# Old blue jars prices



## alsarve (Feb 20, 2013)

There is a local farm auction I am going to this weekend. On the internet picture listing I saw a box of 12 blue quart canning jars that look in mint condition! I can only assume they are old by the rest of the listing. My question...what is a reasonable price for the dozen?! I need a price in my head so I don't just keep bidding lol. Thanks everyone!


----------



## Wendy (May 10, 2002)

I personally wouldn't give more than $2 each. I have some I am putting on my garage sale & that's what I am putting on them.


----------



## ROSEMAMA (Jan 12, 2007)

Depends on who's at the sale. I've been to farm/estate sales before that were mostly men looking for equip. and picked up jars for $2/big box full. 

Good Luck! I just love auctions


----------



## suitcase_sally (Mar 20, 2006)

A dime a dozen around here.


----------



## sss3 (Jul 15, 2007)

Around here, blue qts are $5, half gal blue are $25. That's CL prices. Don't know if they're selling tho.


----------



## paradox (Nov 19, 2012)

Are you sure they are old? They have started selling blue ones again in a box that is printed to look "old timey".


----------



## alsarve (Feb 20, 2013)

I won't be certain til I look at them Sat morning. The only reason I assumed they were old is everything else at the sale is old lol. I love auctions too! Can't wait and I can't believe I got lucky to have the weekend off from subway! That never happens....


----------



## warnimct (Jul 27, 2012)

I've been at different auctions around here where they sold from $1-3 a jar. See them all the time at antique shops for $5-10


----------



## Helena (May 10, 2002)

Still use my very old blue jars for canning..Figure why save them...use them..Wouldn't pay much for them unless you intend to use them for crafts or gifts..


----------



## Nimrod (Jun 8, 2010)

The jars turned color from clear because of the chemicals used to make the glass. There are collectors out there that pay a few bucks for the blue ones. The blue are the most common. Less common and more pricey are green or yellow jars. They can go for some serious cash.

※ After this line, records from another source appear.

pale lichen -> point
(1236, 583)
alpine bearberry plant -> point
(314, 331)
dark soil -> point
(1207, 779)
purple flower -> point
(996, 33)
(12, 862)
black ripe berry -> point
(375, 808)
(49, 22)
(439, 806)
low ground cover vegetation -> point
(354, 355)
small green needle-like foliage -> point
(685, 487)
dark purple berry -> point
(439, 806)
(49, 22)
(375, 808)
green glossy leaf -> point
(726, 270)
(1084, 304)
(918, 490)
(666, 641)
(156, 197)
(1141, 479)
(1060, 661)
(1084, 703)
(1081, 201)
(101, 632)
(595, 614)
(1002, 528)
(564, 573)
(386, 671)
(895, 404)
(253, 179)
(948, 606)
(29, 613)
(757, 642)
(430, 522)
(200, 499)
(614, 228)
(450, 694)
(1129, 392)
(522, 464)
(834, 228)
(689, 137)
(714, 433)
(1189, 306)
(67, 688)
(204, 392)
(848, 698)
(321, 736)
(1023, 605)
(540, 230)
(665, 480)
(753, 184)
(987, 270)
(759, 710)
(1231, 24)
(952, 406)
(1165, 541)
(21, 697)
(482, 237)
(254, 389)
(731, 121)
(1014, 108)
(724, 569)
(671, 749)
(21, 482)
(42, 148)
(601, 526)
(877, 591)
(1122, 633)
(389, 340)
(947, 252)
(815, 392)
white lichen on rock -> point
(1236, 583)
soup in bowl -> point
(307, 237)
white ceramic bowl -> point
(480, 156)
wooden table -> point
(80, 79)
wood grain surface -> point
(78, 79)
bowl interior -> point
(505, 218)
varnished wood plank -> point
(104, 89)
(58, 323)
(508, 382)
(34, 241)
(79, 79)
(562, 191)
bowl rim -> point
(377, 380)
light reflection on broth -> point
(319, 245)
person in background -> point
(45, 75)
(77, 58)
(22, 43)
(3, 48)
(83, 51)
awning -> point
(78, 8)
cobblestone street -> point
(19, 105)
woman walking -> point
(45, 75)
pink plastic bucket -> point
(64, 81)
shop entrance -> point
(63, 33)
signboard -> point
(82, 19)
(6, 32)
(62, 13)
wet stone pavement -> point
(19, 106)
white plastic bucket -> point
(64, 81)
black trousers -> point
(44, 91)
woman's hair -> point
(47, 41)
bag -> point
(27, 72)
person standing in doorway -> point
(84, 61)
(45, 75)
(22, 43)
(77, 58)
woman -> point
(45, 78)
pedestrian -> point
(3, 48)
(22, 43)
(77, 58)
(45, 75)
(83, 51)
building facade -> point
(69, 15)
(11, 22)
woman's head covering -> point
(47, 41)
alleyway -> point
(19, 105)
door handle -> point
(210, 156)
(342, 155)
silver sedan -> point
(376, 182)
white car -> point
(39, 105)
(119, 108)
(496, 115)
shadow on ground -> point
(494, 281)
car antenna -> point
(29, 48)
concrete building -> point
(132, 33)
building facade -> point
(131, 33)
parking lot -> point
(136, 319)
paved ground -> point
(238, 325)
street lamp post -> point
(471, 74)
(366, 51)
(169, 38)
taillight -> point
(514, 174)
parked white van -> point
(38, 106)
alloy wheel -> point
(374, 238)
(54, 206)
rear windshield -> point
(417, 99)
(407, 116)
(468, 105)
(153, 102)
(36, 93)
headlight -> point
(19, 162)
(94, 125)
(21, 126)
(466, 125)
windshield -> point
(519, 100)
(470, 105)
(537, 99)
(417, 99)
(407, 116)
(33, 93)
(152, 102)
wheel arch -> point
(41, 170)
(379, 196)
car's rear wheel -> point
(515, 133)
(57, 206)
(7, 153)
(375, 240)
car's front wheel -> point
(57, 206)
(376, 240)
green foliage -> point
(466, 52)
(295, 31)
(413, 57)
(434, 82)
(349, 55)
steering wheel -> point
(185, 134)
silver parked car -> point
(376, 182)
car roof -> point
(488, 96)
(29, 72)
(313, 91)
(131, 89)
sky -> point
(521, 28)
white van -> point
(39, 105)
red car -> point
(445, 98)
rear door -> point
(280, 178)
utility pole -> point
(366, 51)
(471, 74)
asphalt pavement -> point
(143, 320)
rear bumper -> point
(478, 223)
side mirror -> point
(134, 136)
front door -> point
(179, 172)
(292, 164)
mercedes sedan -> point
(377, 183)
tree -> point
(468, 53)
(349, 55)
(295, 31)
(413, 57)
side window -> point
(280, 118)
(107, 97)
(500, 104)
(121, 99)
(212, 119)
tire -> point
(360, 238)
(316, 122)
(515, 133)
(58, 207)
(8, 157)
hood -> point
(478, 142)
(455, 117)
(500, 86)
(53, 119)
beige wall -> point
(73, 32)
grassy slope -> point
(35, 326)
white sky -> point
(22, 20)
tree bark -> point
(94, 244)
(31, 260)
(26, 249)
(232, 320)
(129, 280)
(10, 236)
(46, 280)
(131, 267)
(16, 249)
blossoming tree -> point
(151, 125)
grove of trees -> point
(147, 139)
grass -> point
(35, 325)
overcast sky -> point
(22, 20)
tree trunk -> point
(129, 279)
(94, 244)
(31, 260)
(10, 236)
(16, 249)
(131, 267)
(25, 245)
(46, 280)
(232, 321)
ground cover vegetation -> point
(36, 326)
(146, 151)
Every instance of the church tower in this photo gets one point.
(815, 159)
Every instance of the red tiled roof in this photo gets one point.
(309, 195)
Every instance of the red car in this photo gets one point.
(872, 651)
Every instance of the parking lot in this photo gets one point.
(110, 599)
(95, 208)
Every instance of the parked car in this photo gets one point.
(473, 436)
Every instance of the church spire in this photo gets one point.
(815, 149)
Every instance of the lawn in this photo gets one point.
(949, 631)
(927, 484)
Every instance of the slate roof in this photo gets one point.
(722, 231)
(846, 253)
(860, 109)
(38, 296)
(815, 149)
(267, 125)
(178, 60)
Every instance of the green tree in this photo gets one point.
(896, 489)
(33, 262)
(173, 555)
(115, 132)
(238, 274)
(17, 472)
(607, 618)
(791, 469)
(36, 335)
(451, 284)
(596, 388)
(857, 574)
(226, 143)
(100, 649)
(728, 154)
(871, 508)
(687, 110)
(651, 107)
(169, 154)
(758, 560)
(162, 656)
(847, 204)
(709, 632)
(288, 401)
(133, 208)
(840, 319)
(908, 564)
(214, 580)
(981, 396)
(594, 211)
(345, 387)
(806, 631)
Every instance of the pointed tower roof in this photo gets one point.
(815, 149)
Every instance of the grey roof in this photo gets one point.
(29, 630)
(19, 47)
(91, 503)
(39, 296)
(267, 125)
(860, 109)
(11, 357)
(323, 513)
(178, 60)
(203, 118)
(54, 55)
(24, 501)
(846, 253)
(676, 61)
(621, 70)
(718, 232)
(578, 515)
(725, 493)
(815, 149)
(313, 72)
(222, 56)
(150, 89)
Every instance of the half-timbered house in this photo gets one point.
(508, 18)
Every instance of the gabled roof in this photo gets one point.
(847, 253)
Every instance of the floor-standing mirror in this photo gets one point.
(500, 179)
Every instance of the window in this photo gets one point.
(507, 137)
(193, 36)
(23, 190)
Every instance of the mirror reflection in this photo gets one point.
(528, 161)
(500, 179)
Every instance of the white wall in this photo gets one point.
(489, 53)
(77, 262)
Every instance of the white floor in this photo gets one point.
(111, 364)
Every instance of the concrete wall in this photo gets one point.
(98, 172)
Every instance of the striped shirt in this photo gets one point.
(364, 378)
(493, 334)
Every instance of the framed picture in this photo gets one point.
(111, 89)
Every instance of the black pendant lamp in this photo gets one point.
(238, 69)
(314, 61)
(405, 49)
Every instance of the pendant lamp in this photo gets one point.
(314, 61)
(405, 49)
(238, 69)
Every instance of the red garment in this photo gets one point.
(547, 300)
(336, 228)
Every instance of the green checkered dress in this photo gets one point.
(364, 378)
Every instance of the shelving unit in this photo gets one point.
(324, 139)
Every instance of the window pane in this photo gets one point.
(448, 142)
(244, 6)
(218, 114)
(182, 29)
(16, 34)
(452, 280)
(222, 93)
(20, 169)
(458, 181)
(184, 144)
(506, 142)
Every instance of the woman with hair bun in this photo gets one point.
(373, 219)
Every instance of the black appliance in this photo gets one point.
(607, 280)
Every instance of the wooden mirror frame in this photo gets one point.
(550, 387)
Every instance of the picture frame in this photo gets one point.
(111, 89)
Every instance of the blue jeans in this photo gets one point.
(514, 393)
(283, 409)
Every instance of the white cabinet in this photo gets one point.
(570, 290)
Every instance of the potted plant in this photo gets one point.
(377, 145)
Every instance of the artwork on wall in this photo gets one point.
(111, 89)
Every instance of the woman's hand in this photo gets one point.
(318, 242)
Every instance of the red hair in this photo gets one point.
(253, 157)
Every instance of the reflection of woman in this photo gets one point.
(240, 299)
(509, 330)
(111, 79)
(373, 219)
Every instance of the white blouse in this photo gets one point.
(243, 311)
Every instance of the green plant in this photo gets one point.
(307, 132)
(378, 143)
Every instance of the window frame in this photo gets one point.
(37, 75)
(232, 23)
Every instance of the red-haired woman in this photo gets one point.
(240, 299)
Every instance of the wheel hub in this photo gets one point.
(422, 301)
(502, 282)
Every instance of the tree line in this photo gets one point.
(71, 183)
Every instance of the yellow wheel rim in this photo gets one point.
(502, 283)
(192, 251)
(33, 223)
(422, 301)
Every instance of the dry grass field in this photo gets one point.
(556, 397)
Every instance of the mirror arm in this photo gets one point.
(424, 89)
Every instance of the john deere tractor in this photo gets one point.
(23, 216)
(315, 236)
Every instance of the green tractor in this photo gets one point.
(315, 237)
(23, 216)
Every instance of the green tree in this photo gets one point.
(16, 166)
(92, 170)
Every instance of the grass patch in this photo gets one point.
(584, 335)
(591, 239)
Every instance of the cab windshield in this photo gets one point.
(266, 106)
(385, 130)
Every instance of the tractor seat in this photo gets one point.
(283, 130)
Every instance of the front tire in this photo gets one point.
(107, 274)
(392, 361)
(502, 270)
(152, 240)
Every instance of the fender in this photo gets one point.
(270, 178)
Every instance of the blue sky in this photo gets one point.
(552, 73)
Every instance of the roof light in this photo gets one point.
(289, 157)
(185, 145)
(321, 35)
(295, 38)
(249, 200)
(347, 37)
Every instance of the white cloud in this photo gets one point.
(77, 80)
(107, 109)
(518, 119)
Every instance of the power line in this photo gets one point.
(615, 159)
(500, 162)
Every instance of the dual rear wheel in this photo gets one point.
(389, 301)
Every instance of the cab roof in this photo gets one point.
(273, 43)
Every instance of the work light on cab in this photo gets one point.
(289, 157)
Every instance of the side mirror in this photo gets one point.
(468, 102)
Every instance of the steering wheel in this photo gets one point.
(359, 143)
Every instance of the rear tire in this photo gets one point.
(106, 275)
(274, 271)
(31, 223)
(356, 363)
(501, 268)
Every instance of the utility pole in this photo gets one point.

I won't pay much for used canning jars. Wide mouth quarts are $9 a dozen on sale and a dozen bands and lids cost over $4. That means new jars only are $5 a dozen. I expect used jars for half of that.


----------



## terri9630 (Mar 12, 2012)

Around here a dozen quart with mouth jars are $14.99. They were $9.99 last summer but have gone up since Christmas. A box of new lids are $3.99.


----------